What the Tiger Project is not¶
This section could have been named “What Akim did not say”, or “Common misinterpretations”.
The first and foremost misinterpretation would be “Akim says C sucks and is useless”. Wrong. C sucks, definitely, but let’s face it: C is mandatory in your education. The fact that C++ is studied afterward does not mean that learning C is a loss of time, it means that since C is basically a subset of C++ it makes sense to learn it first, it also means that (let it be only because it is a superset) C++ provides additional services so it is often a better choice, but even more often you don’t have the choice.
C++ is becoming a common requirement for programmers, so you also have to learn it, although it “features” many defects (but heredity was not in its favor…). It’s an industrial standard, so learn it, and learn it well: know its strengths and weaknesses.
And by the way, of course C++ sucks++.
Another common rumor in EPITA has it that “C/Unix programming does not deserve attention after the first period”. Wrong again. First of all its words are wrong: it is a legacy belief that C and Unix require each other: you can implement advanced system features using other languages than C (starting with C++, of course), and of course C can be used for other tasks than just system programming.
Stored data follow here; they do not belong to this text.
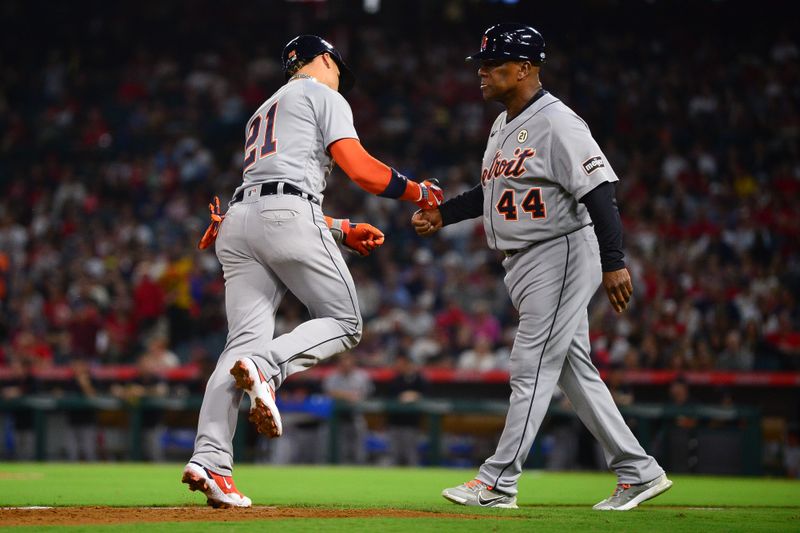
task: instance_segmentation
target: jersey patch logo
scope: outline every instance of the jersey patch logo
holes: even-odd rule
[[[591,174],[598,168],[606,166],[606,164],[603,163],[602,157],[596,155],[594,157],[590,157],[589,159],[581,163],[581,166],[583,167],[584,172],[586,172],[587,174]]]
[[[517,141],[524,143],[526,140],[528,140],[528,130],[519,130],[519,133],[517,133]]]

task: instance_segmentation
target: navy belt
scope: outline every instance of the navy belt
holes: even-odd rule
[[[279,191],[279,185],[283,185],[283,191]],[[267,183],[261,184],[261,193],[259,196],[270,196],[272,194],[291,194],[293,196],[299,196],[301,198],[305,198],[309,202],[315,203],[320,205],[319,200],[308,194],[307,192],[303,192],[294,185],[290,183],[285,183],[281,181],[270,181]],[[244,198],[244,190],[239,191],[236,193],[236,196],[233,197],[233,201],[231,203],[241,202]]]

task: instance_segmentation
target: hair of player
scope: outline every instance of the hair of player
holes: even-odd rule
[[[294,65],[292,65],[292,67],[291,67],[289,70],[287,70],[287,71],[286,71],[286,75],[287,75],[287,76],[289,76],[289,77],[291,78],[292,76],[294,76],[295,74],[297,74],[297,72],[298,72],[298,71],[299,71],[301,68],[303,68],[304,66],[308,65],[308,64],[309,64],[309,63],[311,63],[313,60],[314,60],[314,58],[312,57],[311,59],[305,59],[305,60],[300,60],[300,61],[298,61],[297,63],[295,63]]]

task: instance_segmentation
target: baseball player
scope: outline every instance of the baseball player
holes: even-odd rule
[[[362,321],[353,279],[336,240],[362,255],[383,242],[368,224],[322,212],[325,178],[334,162],[365,190],[437,207],[442,191],[416,183],[371,157],[361,146],[341,93],[354,83],[339,52],[314,35],[284,48],[286,84],[247,122],[243,183],[227,213],[211,205],[212,224],[200,247],[216,239],[225,276],[228,338],[208,380],[194,454],[182,481],[209,505],[249,507],[233,483],[232,439],[242,392],[259,433],[278,437],[275,390],[290,375],[358,344]],[[275,312],[286,291],[311,319],[273,337]]]
[[[672,482],[625,424],[589,357],[587,306],[597,285],[602,281],[617,312],[633,290],[622,253],[617,175],[586,123],[542,88],[539,32],[492,26],[480,52],[467,59],[480,61],[483,98],[506,110],[489,133],[480,184],[438,209],[418,211],[412,223],[429,235],[483,215],[489,247],[505,255],[505,283],[520,323],[497,450],[475,479],[442,495],[461,505],[516,508],[522,465],[558,385],[617,474],[612,496],[594,508],[632,509]]]

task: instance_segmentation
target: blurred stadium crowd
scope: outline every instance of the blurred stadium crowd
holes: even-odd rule
[[[487,19],[460,5],[416,25],[396,10],[323,23],[333,8],[318,5],[263,18],[244,4],[203,4],[202,16],[176,5],[62,7],[50,46],[12,60],[14,32],[4,37],[0,365],[215,360],[224,282],[214,254],[195,245],[208,201],[227,201],[240,183],[245,122],[283,83],[280,50],[295,33],[326,35],[352,65],[348,100],[369,151],[439,178],[448,196],[472,187],[499,109],[482,102],[463,60]],[[545,88],[588,122],[621,177],[636,294],[621,317],[596,298],[598,367],[800,369],[796,39],[540,29]],[[326,192],[327,214],[387,235],[371,257],[348,256],[366,321],[361,366],[405,353],[423,365],[504,367],[517,320],[480,220],[421,239],[408,205],[338,170]],[[276,333],[304,313],[287,298]]]

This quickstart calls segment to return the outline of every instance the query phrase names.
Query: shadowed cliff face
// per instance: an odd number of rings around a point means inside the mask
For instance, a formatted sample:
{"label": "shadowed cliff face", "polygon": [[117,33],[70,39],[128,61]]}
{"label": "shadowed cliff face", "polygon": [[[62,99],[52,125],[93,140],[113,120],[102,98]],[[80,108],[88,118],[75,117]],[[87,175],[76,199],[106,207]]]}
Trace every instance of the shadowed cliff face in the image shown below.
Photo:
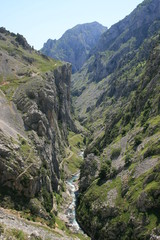
{"label": "shadowed cliff face", "polygon": [[[20,41],[20,43],[19,43]],[[67,145],[71,65],[26,48],[22,36],[0,30],[0,184],[1,200],[38,197],[52,209],[59,191],[59,164]],[[28,46],[28,45],[27,45]],[[28,200],[27,200],[28,199]],[[40,203],[39,203],[40,204]]]}

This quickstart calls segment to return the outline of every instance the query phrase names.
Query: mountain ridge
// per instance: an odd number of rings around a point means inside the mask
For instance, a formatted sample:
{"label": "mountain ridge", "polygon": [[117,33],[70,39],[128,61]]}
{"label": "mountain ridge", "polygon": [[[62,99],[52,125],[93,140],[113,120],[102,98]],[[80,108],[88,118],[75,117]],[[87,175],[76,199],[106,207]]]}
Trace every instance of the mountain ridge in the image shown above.
{"label": "mountain ridge", "polygon": [[78,24],[60,39],[49,39],[41,49],[47,56],[72,63],[73,72],[80,69],[100,35],[107,30],[98,22]]}
{"label": "mountain ridge", "polygon": [[75,115],[90,131],[77,218],[92,239],[159,236],[159,13],[159,1],[144,1],[72,76]]}

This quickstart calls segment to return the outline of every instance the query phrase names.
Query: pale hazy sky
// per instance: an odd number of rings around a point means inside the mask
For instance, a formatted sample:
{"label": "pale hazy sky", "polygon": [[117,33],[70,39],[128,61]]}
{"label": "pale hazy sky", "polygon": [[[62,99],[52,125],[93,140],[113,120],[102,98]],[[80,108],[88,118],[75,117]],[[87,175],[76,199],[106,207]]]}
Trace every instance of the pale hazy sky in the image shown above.
{"label": "pale hazy sky", "polygon": [[142,0],[0,0],[0,26],[24,35],[39,50],[77,24],[97,21],[110,27]]}

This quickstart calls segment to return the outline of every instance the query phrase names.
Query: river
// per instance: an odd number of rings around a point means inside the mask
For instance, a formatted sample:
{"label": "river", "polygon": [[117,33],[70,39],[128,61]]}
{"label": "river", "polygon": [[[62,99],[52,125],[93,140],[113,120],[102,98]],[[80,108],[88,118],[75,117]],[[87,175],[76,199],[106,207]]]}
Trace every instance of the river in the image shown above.
{"label": "river", "polygon": [[77,181],[79,179],[79,173],[75,174],[71,179],[67,180],[68,188],[70,191],[70,196],[72,199],[71,204],[69,205],[69,208],[66,211],[67,218],[69,220],[69,227],[74,232],[81,231],[80,226],[78,222],[76,221],[76,196],[78,194],[78,188],[77,188]]}
{"label": "river", "polygon": [[[79,156],[83,158],[84,152],[80,152]],[[68,189],[70,192],[71,196],[71,203],[69,205],[69,208],[66,211],[66,215],[69,221],[69,227],[74,231],[74,232],[80,232],[83,233],[82,229],[80,228],[78,222],[76,221],[76,198],[78,194],[78,179],[79,179],[80,173],[76,173],[75,175],[72,176],[72,178],[68,179],[66,181],[66,184],[68,185]]]}

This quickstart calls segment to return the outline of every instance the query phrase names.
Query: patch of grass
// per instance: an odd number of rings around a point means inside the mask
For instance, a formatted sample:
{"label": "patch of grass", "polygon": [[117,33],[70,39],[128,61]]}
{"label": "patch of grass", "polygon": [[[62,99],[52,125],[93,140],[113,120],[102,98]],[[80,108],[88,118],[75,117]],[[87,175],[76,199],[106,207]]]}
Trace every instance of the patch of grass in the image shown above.
{"label": "patch of grass", "polygon": [[35,60],[34,65],[41,72],[53,71],[62,65],[60,61],[51,58],[45,58],[43,55],[37,54],[36,52],[32,53],[31,55],[28,54],[27,57],[32,57]]}
{"label": "patch of grass", "polygon": [[82,134],[75,134],[74,132],[69,132],[68,141],[70,146],[74,148],[75,151],[79,151],[80,147],[84,147],[83,139],[84,137]]}
{"label": "patch of grass", "polygon": [[58,228],[61,229],[62,231],[69,231],[65,223],[58,217],[56,217],[56,224],[58,225]]}
{"label": "patch of grass", "polygon": [[160,116],[153,117],[148,120],[149,124],[153,125],[160,125]]}
{"label": "patch of grass", "polygon": [[157,226],[157,216],[154,213],[148,215],[149,224],[146,226],[147,230],[152,231]]}
{"label": "patch of grass", "polygon": [[65,164],[72,174],[76,173],[79,170],[82,162],[82,158],[77,156],[75,153],[73,153],[69,159],[65,160]]}
{"label": "patch of grass", "polygon": [[152,144],[148,146],[146,151],[144,152],[144,158],[151,157],[151,156],[159,156],[160,154],[160,144],[159,142],[157,144]]}
{"label": "patch of grass", "polygon": [[117,217],[115,217],[111,220],[111,224],[115,224],[115,223],[118,223],[118,222],[128,223],[129,219],[130,219],[130,213],[129,212],[122,212]]}
{"label": "patch of grass", "polygon": [[151,183],[147,184],[147,186],[145,187],[145,191],[154,193],[154,191],[158,190],[159,188],[159,182],[152,181]]}
{"label": "patch of grass", "polygon": [[22,230],[13,229],[12,235],[16,237],[17,240],[27,240],[27,235]]}
{"label": "patch of grass", "polygon": [[64,164],[66,164],[68,170],[74,174],[76,173],[82,162],[83,159],[78,154],[84,148],[84,137],[81,134],[75,134],[74,132],[69,132],[68,141],[69,141],[69,148],[66,149],[67,157],[64,159]]}
{"label": "patch of grass", "polygon": [[4,85],[0,85],[0,89],[4,92],[4,94],[6,95],[7,99],[9,101],[12,100],[12,97],[15,93],[15,90],[17,89],[17,87],[22,84],[25,83],[27,80],[26,78],[24,79],[15,79],[14,77],[11,78],[10,80],[7,80],[6,84]]}
{"label": "patch of grass", "polygon": [[113,188],[117,188],[117,190],[119,190],[120,185],[121,185],[120,178],[115,178],[111,182],[106,182],[101,185],[98,184],[98,179],[97,179],[89,187],[88,191],[85,194],[85,198],[87,198],[88,203],[89,202],[92,203],[95,200],[98,200],[99,202],[103,202],[107,199],[108,192]]}
{"label": "patch of grass", "polygon": [[66,235],[73,237],[73,239],[77,239],[77,237],[81,240],[90,240],[89,237],[84,236],[81,233],[73,233],[70,231],[69,228],[66,227],[65,222],[62,221],[60,218],[56,217],[56,224],[58,225],[58,228],[61,229],[63,232],[66,233]]}
{"label": "patch of grass", "polygon": [[30,145],[26,139],[24,139],[23,137],[21,137],[20,135],[19,137],[19,142],[20,142],[20,149],[19,152],[21,154],[21,156],[23,156],[23,158],[25,158],[25,160],[27,160],[28,163],[33,163],[34,160],[37,161],[37,156],[34,153],[34,149],[32,147],[32,145]]}

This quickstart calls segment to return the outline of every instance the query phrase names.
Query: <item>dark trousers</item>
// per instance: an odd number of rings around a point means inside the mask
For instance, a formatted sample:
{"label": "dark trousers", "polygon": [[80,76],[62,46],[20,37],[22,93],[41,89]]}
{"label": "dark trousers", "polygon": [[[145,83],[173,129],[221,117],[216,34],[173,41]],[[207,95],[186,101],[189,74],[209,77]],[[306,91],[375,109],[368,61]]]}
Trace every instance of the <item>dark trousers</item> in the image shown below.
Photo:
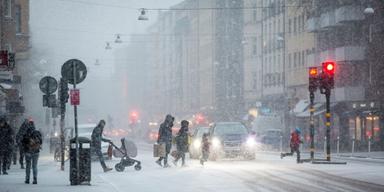
{"label": "dark trousers", "polygon": [[3,173],[7,172],[7,166],[9,163],[8,161],[9,161],[9,152],[6,152],[6,151],[0,152],[0,165]]}
{"label": "dark trousers", "polygon": [[95,153],[96,153],[97,157],[99,157],[99,161],[100,161],[101,167],[103,169],[106,169],[107,165],[105,164],[103,153],[101,152],[101,149],[95,148],[94,150],[95,150]]}
{"label": "dark trousers", "polygon": [[19,163],[20,163],[20,166],[23,166],[24,165],[24,149],[22,146],[19,147]]}
{"label": "dark trousers", "polygon": [[290,153],[283,153],[282,155],[285,157],[285,156],[292,156],[293,153],[297,154],[297,162],[299,163],[300,162],[300,150],[299,150],[299,147],[297,148],[291,148],[291,152]]}
{"label": "dark trousers", "polygon": [[209,157],[209,149],[203,149],[201,151],[202,153],[202,156],[201,156],[201,159],[200,160],[203,160],[203,161],[208,161],[208,157]]}
{"label": "dark trousers", "polygon": [[158,161],[164,160],[164,165],[168,165],[168,154],[171,152],[172,143],[165,142],[165,157],[160,157]]}
{"label": "dark trousers", "polygon": [[182,150],[177,151],[177,156],[175,161],[177,162],[181,158],[181,165],[185,165],[185,153]]}
{"label": "dark trousers", "polygon": [[33,172],[33,180],[37,179],[37,161],[39,160],[39,153],[25,153],[25,163],[27,165],[25,169],[25,180],[29,181],[31,175],[31,166]]}

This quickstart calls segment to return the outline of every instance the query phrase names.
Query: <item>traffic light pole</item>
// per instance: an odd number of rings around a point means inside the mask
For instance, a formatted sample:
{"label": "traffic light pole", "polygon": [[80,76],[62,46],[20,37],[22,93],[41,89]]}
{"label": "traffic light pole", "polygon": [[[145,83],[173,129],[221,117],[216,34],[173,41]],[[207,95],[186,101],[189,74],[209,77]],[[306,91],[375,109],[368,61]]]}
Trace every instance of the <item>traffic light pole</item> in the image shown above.
{"label": "traffic light pole", "polygon": [[327,161],[331,161],[331,105],[330,105],[330,99],[331,99],[331,89],[325,89],[325,126],[326,126],[326,138],[327,138]]}
{"label": "traffic light pole", "polygon": [[[76,79],[76,63],[73,62],[72,64],[73,66],[73,89],[76,89],[76,83],[77,83],[77,79]],[[76,140],[76,179],[77,181],[79,182],[80,181],[80,153],[79,153],[79,130],[78,130],[78,127],[77,127],[77,105],[73,105],[73,112],[74,112],[74,116],[75,116],[75,140]],[[78,183],[79,184],[79,183]]]}
{"label": "traffic light pole", "polygon": [[315,94],[313,93],[313,91],[310,91],[309,92],[309,100],[310,100],[310,104],[309,104],[309,136],[311,138],[311,147],[310,147],[310,152],[311,152],[311,161],[314,160],[315,158],[315,122],[314,122],[314,118],[313,118],[313,115],[315,113],[315,108],[313,107],[313,103],[314,103],[314,100],[315,100]]}
{"label": "traffic light pole", "polygon": [[64,127],[65,127],[65,103],[60,102],[60,148],[61,148],[61,166],[60,169],[64,171],[64,148],[65,148],[65,139],[64,139]]}

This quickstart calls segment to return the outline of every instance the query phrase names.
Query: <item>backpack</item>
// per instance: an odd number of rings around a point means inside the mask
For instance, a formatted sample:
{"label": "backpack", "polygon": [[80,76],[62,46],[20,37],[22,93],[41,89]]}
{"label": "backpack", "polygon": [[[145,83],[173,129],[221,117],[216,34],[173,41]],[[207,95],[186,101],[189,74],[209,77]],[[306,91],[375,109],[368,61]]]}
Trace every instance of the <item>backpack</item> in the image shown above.
{"label": "backpack", "polygon": [[41,148],[40,132],[38,132],[37,130],[34,130],[27,139],[27,147],[29,148],[29,150],[37,151]]}

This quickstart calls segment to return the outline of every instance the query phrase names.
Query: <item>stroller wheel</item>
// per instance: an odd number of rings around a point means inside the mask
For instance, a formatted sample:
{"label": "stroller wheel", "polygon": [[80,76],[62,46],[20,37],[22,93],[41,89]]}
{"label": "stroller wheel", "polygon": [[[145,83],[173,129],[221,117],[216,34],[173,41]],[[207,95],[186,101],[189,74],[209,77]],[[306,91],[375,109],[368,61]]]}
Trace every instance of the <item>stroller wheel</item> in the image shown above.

For instance Bjarne Stroustrup’s list of C++ Applications includes:
OS X is written in a mix of language, but a few important parts are C++. The two most interesting are:
- IOKit device drivers. (IOKit is the only place where we use C++ in the kernel, though.)[…]
- TelORB - Distributed operating system with object oriented
Literally everything at Microsoft is built using recent flavors of Visual C++. The list would include major products like:
- Windows XP
- Windows NT (NT4 and 2000)
- Windows 9x (95, 98, Me)
- Microsoft Office (Word, Excel, Access, PowerPoint, Outlook)[…]
- Visual Studio
- The cde desktop (the standard desktop on many UNIX systems) is written in C++.
- Adobe Systems
All major applications are developed in C++:
Know C. Learn when it is adequate, and why you need it.
Know C++. Learn when it is adequate, and why you need it.
Know other languages. Learn when they are adequate, and why you need them.
And then, if you are asked to choose, make an educated choice. If there is no choice to be made, just deal with Real Life.